Barley soup with miso

Vegetarian matzo ball soup

Makes 5 cups – 4 servings

During my travels to Asia, I came to love miso for its wonderful salty depth, texture, and rich flavor. Marrying it with Riesling’s unique fruity character creates a uniquely flavorful vegetable-barley soup.

1/3 cup barley (either regular or quick-cooking barley)

2 tablespoons canola oil

1 ½ cups finely chopped onion

3 cups sliced cremini mushrooms (about 8 ounces)

2 teaspoons minced fresh ginger

½ cup Riesling or other medium-bodied, high-acid, semi-sweet white wine

3 ½ cups hot water

¼ cup brown miso

2 carrots, finely chopped

½ teaspoon freshly ground pepper, or to taste

Finely chopped scallions, green parts only, for garnish

Cook the barley according to package instructions. (One-third cup uncooked barley yields 1 cup cooked.)

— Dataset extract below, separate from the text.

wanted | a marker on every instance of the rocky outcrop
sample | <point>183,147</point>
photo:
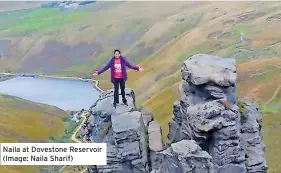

Meanwhile, heat the oil in a Dutch oven over medium heat. Add the onion; cook, stirring occasionally, until translucent, about 5 minutes. Add the mushrooms and ginger; cook, stirring frequently, until the mushrooms are tender, about 5 minutes. Reduce the heat to low; add the wine. Use a spoon to stir, scraping up the browned juices on the bottom of the pan.

Combine the hot water and miso in a small bowl; whisk until the miso is dissolved. Add to the mushroom mixture. Stir in the carrots and the cooked barley.

Increase the heat to high; when the soup comes to a boil, reduce the heat to low. Cover and simmer the soup until the carrots are tender, about 8 minutes. Stir in the pepper. Taste and adjust the seasoning.

Sprinkle the servings with scallions.